- CHAPTER 6 - CHATINE

“LEAVE THEM ALONE! THEY’RE INNOCENT!”

Chatine’s legs burned and her heart raced as she ran through the Frets, chasing after the vanishing forms of the droids. They were faster. Nimbler. They were gigantic. As tall as the Frets themselves. And she was running through mud.

Then she was swimming. The Frets had flooded, sucking all the dirt and waste and muck into a giant sea of filth. But Chatine kept sinking, something gripping at her feet.

Finally, she managed to pull herself to dry land. Her body heaving. A lifetime of grime and poverty spewing from her lungs. She coughed up impossible things: an entire loaf of chou bread; a plastique doll arm; a gold medallion she’d once stolen from a Second Estate foreman, chain and all; a disconnected Skin. And then one of her own lungs, blackened and corroded from a lifetime of breathing in grime.

She wiped at her mouth and stood up to find she was in the Marsh. It was crammed full of people. A platform had been erected. On it stood a humming, glowing, monstrous contraption that Chatine recognized at once. The Blade. That horrible machine that had been used to execute the Premier Enfant’s governess.

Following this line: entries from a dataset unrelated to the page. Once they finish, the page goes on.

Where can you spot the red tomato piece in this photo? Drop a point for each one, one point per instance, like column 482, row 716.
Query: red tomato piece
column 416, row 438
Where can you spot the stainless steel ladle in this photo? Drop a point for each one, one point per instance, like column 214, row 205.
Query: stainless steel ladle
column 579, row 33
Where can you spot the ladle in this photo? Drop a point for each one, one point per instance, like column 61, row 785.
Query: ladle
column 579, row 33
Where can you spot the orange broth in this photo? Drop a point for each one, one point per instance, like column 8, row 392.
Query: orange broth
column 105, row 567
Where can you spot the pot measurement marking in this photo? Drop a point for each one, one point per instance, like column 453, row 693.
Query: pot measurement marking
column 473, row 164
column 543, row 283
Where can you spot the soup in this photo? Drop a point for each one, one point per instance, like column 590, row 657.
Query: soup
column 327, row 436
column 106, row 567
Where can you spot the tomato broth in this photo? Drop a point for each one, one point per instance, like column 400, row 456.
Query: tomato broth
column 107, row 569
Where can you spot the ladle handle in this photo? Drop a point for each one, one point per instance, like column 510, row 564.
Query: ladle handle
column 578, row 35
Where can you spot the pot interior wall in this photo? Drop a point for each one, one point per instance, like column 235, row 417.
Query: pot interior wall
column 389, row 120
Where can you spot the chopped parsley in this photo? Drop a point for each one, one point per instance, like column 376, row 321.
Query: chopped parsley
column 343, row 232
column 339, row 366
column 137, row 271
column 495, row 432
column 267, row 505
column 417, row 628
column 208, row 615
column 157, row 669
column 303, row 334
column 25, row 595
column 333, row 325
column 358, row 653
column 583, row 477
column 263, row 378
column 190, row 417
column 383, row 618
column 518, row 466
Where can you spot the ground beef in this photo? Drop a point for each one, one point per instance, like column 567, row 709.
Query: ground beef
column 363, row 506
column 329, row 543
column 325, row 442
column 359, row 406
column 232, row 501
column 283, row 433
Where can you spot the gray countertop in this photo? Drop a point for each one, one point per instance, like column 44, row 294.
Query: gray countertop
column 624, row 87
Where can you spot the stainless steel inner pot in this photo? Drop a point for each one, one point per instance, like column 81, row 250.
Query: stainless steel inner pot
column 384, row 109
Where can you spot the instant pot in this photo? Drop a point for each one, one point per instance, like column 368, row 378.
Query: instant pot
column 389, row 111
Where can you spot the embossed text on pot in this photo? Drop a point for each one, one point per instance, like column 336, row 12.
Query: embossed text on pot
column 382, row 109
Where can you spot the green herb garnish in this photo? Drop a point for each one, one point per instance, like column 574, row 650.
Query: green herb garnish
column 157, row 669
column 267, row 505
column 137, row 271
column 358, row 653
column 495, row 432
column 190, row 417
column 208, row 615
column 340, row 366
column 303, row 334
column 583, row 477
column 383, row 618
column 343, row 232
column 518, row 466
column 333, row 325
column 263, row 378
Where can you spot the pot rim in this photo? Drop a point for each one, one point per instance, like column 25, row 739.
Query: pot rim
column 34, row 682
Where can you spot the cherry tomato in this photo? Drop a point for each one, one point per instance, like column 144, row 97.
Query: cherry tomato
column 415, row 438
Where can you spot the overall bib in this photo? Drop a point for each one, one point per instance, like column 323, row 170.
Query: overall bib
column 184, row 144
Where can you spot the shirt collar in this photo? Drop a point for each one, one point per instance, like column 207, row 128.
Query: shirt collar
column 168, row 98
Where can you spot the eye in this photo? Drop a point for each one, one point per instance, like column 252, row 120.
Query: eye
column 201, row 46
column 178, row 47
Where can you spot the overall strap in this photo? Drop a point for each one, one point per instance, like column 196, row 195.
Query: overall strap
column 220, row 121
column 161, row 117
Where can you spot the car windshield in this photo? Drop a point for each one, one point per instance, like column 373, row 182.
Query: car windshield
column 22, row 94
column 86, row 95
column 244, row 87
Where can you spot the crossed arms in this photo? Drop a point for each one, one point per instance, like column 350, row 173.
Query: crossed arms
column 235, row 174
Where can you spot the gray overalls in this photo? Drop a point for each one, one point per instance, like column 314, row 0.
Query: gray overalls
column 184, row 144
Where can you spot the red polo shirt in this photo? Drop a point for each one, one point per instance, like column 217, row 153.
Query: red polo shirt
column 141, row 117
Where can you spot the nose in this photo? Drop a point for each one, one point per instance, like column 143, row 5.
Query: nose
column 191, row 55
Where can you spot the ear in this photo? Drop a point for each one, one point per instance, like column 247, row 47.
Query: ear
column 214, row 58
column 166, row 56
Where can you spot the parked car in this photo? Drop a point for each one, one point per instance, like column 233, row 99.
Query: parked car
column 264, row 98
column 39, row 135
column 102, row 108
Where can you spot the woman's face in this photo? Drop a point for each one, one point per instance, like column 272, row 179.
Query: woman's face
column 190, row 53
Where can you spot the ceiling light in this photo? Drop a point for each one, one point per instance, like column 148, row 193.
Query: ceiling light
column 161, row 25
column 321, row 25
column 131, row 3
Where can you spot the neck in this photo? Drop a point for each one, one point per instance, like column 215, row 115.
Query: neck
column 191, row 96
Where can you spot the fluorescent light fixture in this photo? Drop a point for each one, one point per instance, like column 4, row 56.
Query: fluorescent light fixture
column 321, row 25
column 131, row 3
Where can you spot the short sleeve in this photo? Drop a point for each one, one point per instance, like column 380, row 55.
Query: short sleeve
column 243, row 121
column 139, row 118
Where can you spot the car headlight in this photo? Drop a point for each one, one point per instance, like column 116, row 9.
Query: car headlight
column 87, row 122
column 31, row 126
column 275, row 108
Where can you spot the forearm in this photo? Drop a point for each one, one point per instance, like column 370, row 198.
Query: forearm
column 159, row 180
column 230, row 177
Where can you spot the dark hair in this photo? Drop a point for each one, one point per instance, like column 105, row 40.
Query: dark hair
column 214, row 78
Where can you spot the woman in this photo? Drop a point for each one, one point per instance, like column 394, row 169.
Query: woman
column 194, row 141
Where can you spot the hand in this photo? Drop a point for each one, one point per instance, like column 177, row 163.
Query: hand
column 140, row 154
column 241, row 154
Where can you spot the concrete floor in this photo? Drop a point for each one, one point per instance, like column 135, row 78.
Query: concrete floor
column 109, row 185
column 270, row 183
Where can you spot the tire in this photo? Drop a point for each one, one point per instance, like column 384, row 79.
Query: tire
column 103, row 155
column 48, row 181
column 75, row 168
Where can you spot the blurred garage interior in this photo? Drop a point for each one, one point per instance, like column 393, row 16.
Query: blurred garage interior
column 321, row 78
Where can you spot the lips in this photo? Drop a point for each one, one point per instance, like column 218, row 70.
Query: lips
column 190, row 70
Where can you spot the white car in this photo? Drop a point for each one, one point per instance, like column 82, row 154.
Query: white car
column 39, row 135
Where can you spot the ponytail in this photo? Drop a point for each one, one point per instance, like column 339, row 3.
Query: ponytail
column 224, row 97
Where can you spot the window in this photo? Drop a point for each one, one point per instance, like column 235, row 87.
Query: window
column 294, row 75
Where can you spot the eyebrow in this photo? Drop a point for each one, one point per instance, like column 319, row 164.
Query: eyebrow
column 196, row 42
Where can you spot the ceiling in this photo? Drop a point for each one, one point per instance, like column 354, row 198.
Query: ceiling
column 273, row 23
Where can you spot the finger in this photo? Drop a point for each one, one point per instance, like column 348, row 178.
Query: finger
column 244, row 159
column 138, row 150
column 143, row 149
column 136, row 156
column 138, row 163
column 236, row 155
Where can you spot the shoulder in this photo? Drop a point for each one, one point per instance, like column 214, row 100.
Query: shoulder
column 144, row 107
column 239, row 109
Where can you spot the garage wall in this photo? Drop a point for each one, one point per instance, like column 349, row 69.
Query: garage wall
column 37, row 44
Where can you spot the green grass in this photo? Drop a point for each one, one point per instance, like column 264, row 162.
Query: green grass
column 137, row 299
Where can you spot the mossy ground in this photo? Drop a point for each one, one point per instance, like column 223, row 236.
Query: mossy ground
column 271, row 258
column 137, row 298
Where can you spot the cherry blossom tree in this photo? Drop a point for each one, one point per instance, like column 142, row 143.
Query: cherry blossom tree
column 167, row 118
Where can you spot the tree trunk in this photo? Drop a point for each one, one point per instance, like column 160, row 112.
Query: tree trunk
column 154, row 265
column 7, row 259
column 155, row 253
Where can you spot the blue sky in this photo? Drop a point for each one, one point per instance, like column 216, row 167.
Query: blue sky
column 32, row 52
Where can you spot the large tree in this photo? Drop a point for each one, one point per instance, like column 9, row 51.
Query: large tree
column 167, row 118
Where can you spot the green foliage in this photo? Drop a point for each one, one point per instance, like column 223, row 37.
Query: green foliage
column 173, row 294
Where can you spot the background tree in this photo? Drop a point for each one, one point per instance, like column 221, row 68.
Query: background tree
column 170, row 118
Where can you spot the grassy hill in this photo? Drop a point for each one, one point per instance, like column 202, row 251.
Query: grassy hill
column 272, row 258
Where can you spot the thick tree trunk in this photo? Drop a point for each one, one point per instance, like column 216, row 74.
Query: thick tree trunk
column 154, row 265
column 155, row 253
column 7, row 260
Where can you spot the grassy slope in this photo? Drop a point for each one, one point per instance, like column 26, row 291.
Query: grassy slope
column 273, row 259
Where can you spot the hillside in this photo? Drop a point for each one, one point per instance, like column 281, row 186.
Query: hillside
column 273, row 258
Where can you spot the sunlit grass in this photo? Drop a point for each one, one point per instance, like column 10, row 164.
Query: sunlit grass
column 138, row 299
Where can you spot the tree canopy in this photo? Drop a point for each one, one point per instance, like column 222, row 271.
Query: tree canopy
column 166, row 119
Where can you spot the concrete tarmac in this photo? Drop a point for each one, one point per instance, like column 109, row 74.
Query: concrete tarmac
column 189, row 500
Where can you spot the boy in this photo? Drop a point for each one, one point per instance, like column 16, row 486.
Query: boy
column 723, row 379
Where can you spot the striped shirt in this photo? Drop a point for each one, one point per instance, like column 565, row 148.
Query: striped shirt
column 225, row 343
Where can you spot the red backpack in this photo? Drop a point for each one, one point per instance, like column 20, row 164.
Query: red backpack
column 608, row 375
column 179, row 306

Except this time, it wasn’t a lovely, auburn-haired woman that the droids were leading to the block. It was Chatine’s sister, Azelle. And cradled in her arms was their little baby brother, Henri. His precious plump cheeks, tiny chin, and clear gray eyes were exactly as Chatine had last seen them.

The droids tried to grab Henri from Azelle. She screamed and attempted to fight them off, but her efforts were futile. The blanket slipped from around Henri’s tiny body, revealing the small, raindrop-shaped birthmark on the back of his right shoulder. The very birthmark Chatine used to kiss when he cried.

“Leave them alone! They’re innocent!” Chatine screamed again, but no one heard.

The droids wrenched baby Henri free and began to lead Azelle toward the Blade. She thrashed and kicked and cried as they forced her face down onto the platform, binding her wrists and ankles with metal clamps.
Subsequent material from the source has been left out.